= Paisley Magnet School =

American school in North Carolina

Paisley Magnet School cafeteria entrance in 2007

John W. Paisley Magnet School is a Middle school/High school located in Winston-Salem, North Carolina. It is home to the International Baccalaureate Middle Years program for students in grades six through ten. Paisley is a part of the Winston-Salem/Forsyth County Schools system. In 2007, Paisley was recognized as a Magnet School of excellence; one of five in North Carolina and only fifty in the United States. Paisley has been an accredited IB/MYP school since 2004. Marion Pittman-Couch was principal during Paisley's process to become recognized by the IBO and retired in 2007. Paisley Magnet School is currently searching for a new principal. Paisley houses more than 800 students from Forsyth County and the region. Students must complete a magnet school application for admission to Paisley if they are not a resident in Paisley's home school zone. The eleventh and twelfth grade IB Diploma Programme is housed at Parkland High School. The IB Primary Years Programme begins at Speas Elementary School for grades K-5.

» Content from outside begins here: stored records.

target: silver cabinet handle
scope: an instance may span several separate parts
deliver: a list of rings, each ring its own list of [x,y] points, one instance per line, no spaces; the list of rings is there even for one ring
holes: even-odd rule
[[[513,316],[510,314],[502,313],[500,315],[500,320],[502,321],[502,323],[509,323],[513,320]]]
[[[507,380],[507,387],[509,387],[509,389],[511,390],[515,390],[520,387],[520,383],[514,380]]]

==Academics, student life==
Paisley offers several robotics and technology courses provided under a special grant awarded to the school. Paisley also has NASA-trained staff. Ray Alford teaches four robotics courses: 6th grade Robotics, 7th grade Robotics and Technology, 8th grade Exploring Robotics and Technology, and 9th/10th grade Fundamentals of Technology. The robotics courses often enter competitions and have had much success in recent years.

== Travel abroad trips ==
To complement the rigorous international focus of the IB Middle Years Programme, the school has organized an international trip abroad annually for several years. IB Coordinator Don Lail is the lead organizer of these trips, which are put together by EF Tours, and are not technically a "school-sanctioned" event. Eighth, ninth, and tenth grade students at Paisley are invited to travel.